一部残酷表現あり。苦手な方はご注意ください。

(うーん、人によると思いますが、残酷というと大袈裟かもしれません。念のための注意書き。)


ヤロスラフは書斎から歩いてきて、自分たちの位置に並んだ。

この結界は、ヤロスラフが作ったものだ。

結界がひとまず足止めになることを見抜いたのだろう。

「父上……貴方の目は、どこまで……節穴なんですかっ!

ヴァシリーサの末裔を相手にして……それこそ、勝機があるなどと思い上がるなど……

お、愚かなのは、父上の方でしょう!」


ヤロスラフは震えながらも、父と向き合い、言い返した。

サーシャは、それでいい、という思いをこめて、ヤロスラフの肩に手を添える。

ガチガチに固まっているその肩が、少し緩んだようだ。


「何だと、何も知らん操り人形のくせに!」

「僕のことはどうでもいい……王女様を蔑むとは、どれだけ思い上がってるんですか?

父上ごときに、王女様に手など出させません。それと……」


サーシャはヤロスラフが急に頼もしく見えて、若干驚いている。


「警告しますよ、父上。

その黒いものから手を引いてください。さもなければ、父上が取り込まれます……

貴方にその力は、制御できない」

「やっぱり借り物か」

「ええ、殿下」

「さすが、見抜く目があるな」

「……とっ、とんでもございません。
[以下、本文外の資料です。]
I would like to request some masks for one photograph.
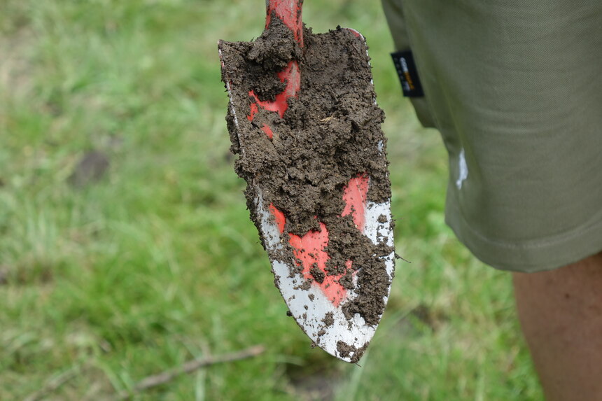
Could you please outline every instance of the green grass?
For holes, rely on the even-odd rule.
[[[399,261],[361,367],[286,316],[228,153],[218,39],[263,2],[4,0],[0,13],[0,400],[111,399],[192,358],[256,358],[136,400],[538,400],[510,277],[443,223],[447,155],[401,97],[377,1],[307,1],[314,31],[362,31],[387,120]],[[90,150],[97,182],[69,184]],[[314,383],[314,392],[308,389]]]

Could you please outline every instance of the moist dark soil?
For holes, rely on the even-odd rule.
[[[232,90],[226,117],[231,150],[239,156],[237,173],[248,183],[245,195],[251,219],[259,228],[254,202],[260,189],[265,209],[273,204],[284,213],[285,233],[302,236],[319,230],[319,222],[323,223],[329,232],[326,251],[330,260],[326,271],[312,269],[313,279],[320,283],[326,275],[335,275],[351,289],[352,273],[357,271],[358,296],[343,310],[349,319],[358,313],[368,324],[376,325],[390,284],[381,257],[393,249],[386,245],[386,238],[375,245],[356,228],[351,216],[341,216],[344,188],[354,177],[370,177],[368,200],[381,203],[391,197],[381,129],[384,114],[374,101],[365,41],[340,27],[318,34],[306,27],[301,48],[278,18],[272,21],[254,41],[219,45],[222,78]],[[298,62],[300,71],[298,95],[289,99],[282,118],[260,107],[251,121],[247,116],[254,100],[249,92],[261,101],[274,100],[286,86],[276,74],[291,60]],[[264,125],[273,131],[272,139]],[[289,246],[288,241],[283,242]],[[270,256],[288,263],[291,274],[300,274],[290,246]],[[351,269],[346,267],[347,260],[352,260]],[[354,351],[341,344],[342,355]]]

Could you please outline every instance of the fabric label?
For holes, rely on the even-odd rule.
[[[393,63],[395,64],[395,69],[397,70],[399,81],[401,83],[403,96],[407,97],[424,96],[412,52],[410,50],[396,52],[391,53],[391,56],[393,57]]]

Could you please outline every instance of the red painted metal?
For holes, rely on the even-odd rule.
[[[365,223],[365,211],[368,184],[369,178],[367,176],[358,176],[349,180],[343,192],[345,207],[341,216],[351,214],[354,223],[360,230],[363,230]],[[270,211],[276,219],[279,231],[282,234],[286,224],[284,213],[273,204],[270,205]],[[318,286],[326,298],[332,302],[335,307],[339,307],[347,296],[347,290],[339,283],[342,275],[330,276],[326,272],[326,261],[329,258],[325,248],[328,245],[328,230],[323,223],[320,222],[319,224],[319,230],[309,231],[301,237],[288,233],[288,243],[293,247],[295,258],[301,261],[303,276],[306,279],[312,279],[313,285]],[[345,266],[351,268],[352,263],[351,260],[347,260]],[[324,280],[321,283],[316,281],[310,273],[310,269],[314,266],[325,274]]]
[[[303,46],[303,25],[301,22],[301,6],[302,0],[268,0],[267,1],[267,15],[265,22],[265,29],[270,29],[270,23],[272,15],[279,18],[293,31],[295,39],[299,45]],[[296,61],[291,61],[283,71],[278,73],[281,82],[286,82],[286,86],[281,93],[276,95],[272,101],[261,101],[253,91],[250,91],[248,95],[252,98],[249,113],[247,118],[253,121],[260,108],[278,113],[283,118],[288,107],[288,100],[297,96],[301,86],[301,74],[299,65]],[[272,139],[274,132],[270,127],[264,124],[262,130]],[[365,175],[360,175],[352,178],[343,193],[343,200],[345,207],[342,216],[351,214],[354,223],[358,230],[363,231],[365,224],[365,202],[368,190],[369,178]],[[270,211],[276,219],[276,225],[281,234],[284,232],[286,218],[282,211],[278,210],[273,204],[270,205]],[[302,275],[306,279],[314,279],[310,269],[316,266],[325,274],[322,283],[314,280],[314,285],[318,286],[326,297],[338,307],[340,303],[346,297],[347,290],[339,283],[341,275],[329,276],[326,274],[326,261],[329,259],[325,248],[328,245],[328,230],[326,225],[319,222],[320,230],[310,231],[303,236],[289,233],[289,244],[293,247],[295,258],[301,262]],[[345,265],[351,268],[352,262],[347,260]]]

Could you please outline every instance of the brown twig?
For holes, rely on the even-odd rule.
[[[164,384],[173,380],[175,377],[185,373],[191,373],[204,366],[215,365],[216,363],[225,363],[253,358],[262,353],[265,350],[262,345],[256,345],[238,352],[232,352],[216,356],[208,356],[193,359],[186,363],[181,367],[170,369],[162,372],[158,374],[153,374],[146,377],[136,384],[131,391],[122,391],[117,395],[115,400],[126,400],[137,393],[141,393],[149,388]]]

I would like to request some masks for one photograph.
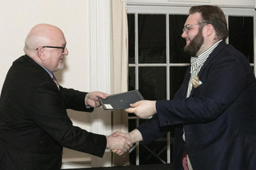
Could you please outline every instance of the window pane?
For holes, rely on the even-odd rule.
[[[135,67],[129,67],[129,87],[128,90],[135,89]]]
[[[166,15],[139,14],[138,62],[166,63]]]
[[[166,99],[166,68],[140,67],[138,89],[146,100]]]
[[[134,14],[128,14],[129,63],[135,63],[135,20]]]
[[[170,15],[170,62],[190,63],[190,57],[184,52],[186,40],[182,38],[182,28],[188,15]]]
[[[254,18],[229,17],[229,43],[254,63]]]
[[[170,99],[174,98],[174,94],[181,87],[188,67],[170,67]]]

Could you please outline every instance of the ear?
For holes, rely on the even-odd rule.
[[[40,58],[40,60],[42,60],[42,61],[46,60],[46,57],[45,57],[45,54],[43,53],[43,48],[42,47],[39,47],[38,49],[37,54],[38,54],[38,57]]]
[[[215,31],[214,27],[211,24],[207,24],[204,29],[206,36],[212,35]]]

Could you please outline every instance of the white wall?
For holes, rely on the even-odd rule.
[[[1,0],[0,90],[12,62],[24,54],[24,41],[30,29],[39,23],[48,23],[63,31],[70,52],[66,67],[55,73],[57,79],[65,87],[88,91],[88,0]],[[68,113],[75,125],[90,131],[90,113]],[[64,152],[66,157],[68,152]]]
[[[196,6],[217,5],[221,7],[254,7],[255,0],[126,0],[130,5]]]
[[[86,90],[88,69],[87,0],[2,0],[0,6],[0,88],[12,61],[22,55],[24,41],[38,23],[58,26],[67,42],[70,54],[65,68],[57,73],[62,85]]]

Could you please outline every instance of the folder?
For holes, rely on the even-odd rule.
[[[130,104],[144,100],[144,97],[138,90],[132,90],[98,99],[104,110],[118,110],[130,108]]]

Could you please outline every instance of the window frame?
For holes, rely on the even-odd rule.
[[[221,6],[220,6],[221,7]],[[130,67],[135,68],[135,89],[138,89],[138,68],[139,67],[153,67],[153,66],[165,66],[166,67],[166,100],[170,100],[170,68],[171,66],[187,66],[190,63],[170,63],[170,34],[169,34],[169,16],[170,14],[186,14],[190,6],[134,6],[127,5],[127,14],[134,14],[134,63],[129,64]],[[229,8],[221,7],[223,10],[226,19],[228,22],[229,16],[237,17],[253,17],[254,18],[254,63],[250,63],[251,66],[254,66],[254,72],[256,74],[256,67],[254,63],[256,61],[255,55],[255,28],[256,28],[256,19],[255,19],[255,10],[252,8]],[[138,63],[138,14],[166,14],[166,63],[162,64],[142,64]],[[181,28],[182,29],[182,28]],[[229,38],[226,39],[226,43],[229,43]],[[138,126],[138,118],[137,117],[130,117],[128,119],[136,119],[136,125]],[[170,133],[167,134],[167,162],[171,162],[170,156],[170,144],[173,141],[170,139]],[[136,165],[139,164],[139,144],[137,143],[134,145],[134,149],[136,149]]]

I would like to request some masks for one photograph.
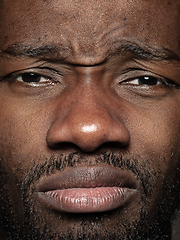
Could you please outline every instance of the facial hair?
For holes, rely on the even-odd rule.
[[[3,160],[1,160],[3,161]],[[86,240],[86,239],[120,239],[120,240],[165,240],[169,239],[170,221],[172,214],[178,206],[179,197],[179,179],[180,171],[174,174],[174,179],[169,183],[166,179],[162,187],[159,204],[156,208],[156,216],[153,221],[149,221],[151,213],[148,212],[149,197],[155,191],[155,185],[162,172],[160,167],[152,166],[153,159],[142,159],[140,156],[130,156],[130,154],[114,153],[112,151],[103,151],[92,157],[74,152],[71,154],[61,154],[59,156],[52,155],[46,159],[43,164],[34,163],[31,169],[27,169],[21,178],[22,196],[25,209],[25,218],[22,224],[18,224],[13,220],[11,199],[9,193],[3,184],[1,187],[1,223],[8,233],[8,240]],[[75,167],[79,165],[97,165],[108,164],[127,170],[138,179],[141,187],[141,208],[137,210],[138,218],[133,222],[129,222],[124,218],[123,222],[117,222],[112,228],[108,228],[105,224],[107,219],[120,216],[121,209],[115,209],[111,212],[93,213],[93,214],[66,214],[54,213],[56,221],[67,220],[68,218],[79,222],[78,229],[61,228],[55,229],[53,225],[46,221],[44,216],[36,206],[34,193],[35,183],[43,176],[52,175],[57,171],[64,171],[67,167]],[[2,182],[6,182],[7,173],[1,172]],[[170,193],[171,192],[171,193]],[[171,207],[169,202],[171,201]]]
……しかし、威力が強いですね。結界が危うくなってきました。仕切り直さないと」

「イーゴリ、前を頼めるか?」

「お任せを」

「ヤロスラフ、防御魔法は続けたままでいれるか?」

「問題ございません。……では結界を解きます」


結界が解かれた瞬間、黒いものが噴き出した。


「父上……何をこだわっているのですか?借り物の力で、何ができるとお思いですか?

僕は……父上に愛されませんでした、僕ごときにその理由が分かるとは思いません。

ですが、最後です、父上のことを思って言います、手を引いてください。

それが人間の手に負える力ではないこと、父上ならばお分かりでしょう?」


「こっ……この、出来損ないの分際で……!あの方より賜った力……わしはこの力で、あの方に……ぐ、うがぁァァァ!!?」

突如、触手が何本も領主の体を突き刺した。

「何をっ……なぜだ、ぁぁーーーっっっっ!!!」

声が途切れ、上げていた腕がだらりと下がる。

領主の体が、みるみる黒いもので覆われていき、すぐに見えなくなってしまった。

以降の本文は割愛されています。